Bromas aparte, a mí, personalmente, este conflicto en la aplicación de una norma futbolística me ha supuesto un motivo de reflexión sobre el gran problema de la identidad de los cuerpos y las fronteras, naturales o arbitrarias, físicas o abstractas, que los delimitan. ¿Qué es un objeto? ¿Dónde termina un objeto y empieza otro? ¿Hasta dónde alcanza la identidad de algo? ¿Cuáles son las fronteras entre dos realidades establecidas por una definición que casi nunca es rigurosa ni definitiva? Aunque parezca la paranoia de alguien que no tiene otra cosa a la que dedicar su tiempo, lo cierto es que estamos rodeados de infinidad de casos en los que surgen dudas razonables y conflictos de interpretación absolutamente garantizados.
En el ámbito del estudio de la realidad física, cuando se pudo técnicamente abordar la composición de la materia, los físicos se encontraron con una gran dificultad para definir la sustancia y la cantidad de espacio ocupado realmente por una partícula.

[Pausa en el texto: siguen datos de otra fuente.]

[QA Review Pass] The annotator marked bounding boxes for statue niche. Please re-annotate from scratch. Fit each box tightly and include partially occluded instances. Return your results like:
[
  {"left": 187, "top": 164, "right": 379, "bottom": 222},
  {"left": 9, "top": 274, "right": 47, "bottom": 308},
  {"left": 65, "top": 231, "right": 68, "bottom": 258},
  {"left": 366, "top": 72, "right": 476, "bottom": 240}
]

La mecánica cuántica, que se reveló un gran poder descriptivo y predictivo del mundo a nivel atómico, nos obligó a aceptar a cambio que solo se puede conocer con cierto grado de probabilidad la localización de una partícula concreta, o que es imposible conocer a la vez con precisión la posición y la velocidad de la partícula que observemos. O que una misma partícula puede estar en dos lugares diferentes simultáneamente. O que mientras no la busquemos, en realidad esa partícula no tiene una realidad independiente. Los objetos físicos del mundo real parecen no tener unas fronteras bien delimitadas cuando se los mira muy de cerca. Los electrones, protones y neutrones dentro de un átomo se parecen en cierta medida a objetos sonoros dentro de una composición musical ¿Existen por separado cualesquiera de los armónicos asociados al sonido generado al tocar la tecla del La central en un piano? Al nivel de los átomos, toda la realidad se parece a un endiabladamente complejo concierto en el que todo está superpuesto y entrelazado y es imposible separar una cosa de otra.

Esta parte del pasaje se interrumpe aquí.